Can't wait for the new Citizen Kane.

Christ, you know it's coming. Except it'll be Donald Trump this time instead of Hearst.

Unless this disaster box office year starts to convince Hollywood that everyone is sick of remakes.

judging by the results this cant be far from the truth

I can see this 100%

>THEY'RE MAKING FUCKTONS OF MONEY AND WE'VE GOT SHIT, SOMEONE GET ME AN IDEA HERE
>sir we can just remake Beloved Film X, it's already got brand recognition and that gets us halfway to a hit right there
>MARKETING, IS THAT TRUE?
>yes sir, branding is everything. trust me i'm a marketer
>ALRIGHT YOU'VE GOT $150 MILLION, BUT GOONIES: RESURRECTION BETTER BANK A BILLION

Paramount deserve to go bankrupt if their stupid enough to not learn from the mistake made by whichever studio made the Bourne films when they tried to make a Bourne movie without Matt Damon.

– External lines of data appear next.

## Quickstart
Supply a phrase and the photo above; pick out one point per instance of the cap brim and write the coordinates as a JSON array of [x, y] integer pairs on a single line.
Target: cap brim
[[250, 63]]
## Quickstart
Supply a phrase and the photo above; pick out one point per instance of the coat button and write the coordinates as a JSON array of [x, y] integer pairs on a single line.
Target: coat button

Paramount execs are seriously considering making a Mission Impossible movie without Tom Cruise, because they decided to act like typical Jews and not give one of THE biggest movie stars on the planet, who does all the crazy stunts himself, is the face of the franchise, is also the producer, and almost guarantees a movie starring him will make a ton of profit a 10 or 20 million $ raise.

I really hate Sony

Everything about them sucks, every facet of their company is garbage

I can't wait for those morons to go bankrupt

>STAR POWER IS OVER
>THE ONLY THING THAT MATTERS IS THE FRANCHISE
>PEOPLE GO TO SEE THE FRANCHISE
>TRANSFORMERS PROVES IT

Has any ancient world film since Gladiator not flopped?

300

Here's an idea: STOP MAKING REMAKES

Flash Gordon will just be "we want the Guardians of the Galaxy audience".

>Ben-Hur 1959 is perfect

Except for being written by a commie.

What made it so bad? just because it was a reboot?

>Money Laundering: The Movie

1. no big names except morgan freeman
2. shot in digital

honestly it wasn't that bad. i'd give it a 6/10, maybe even a 7.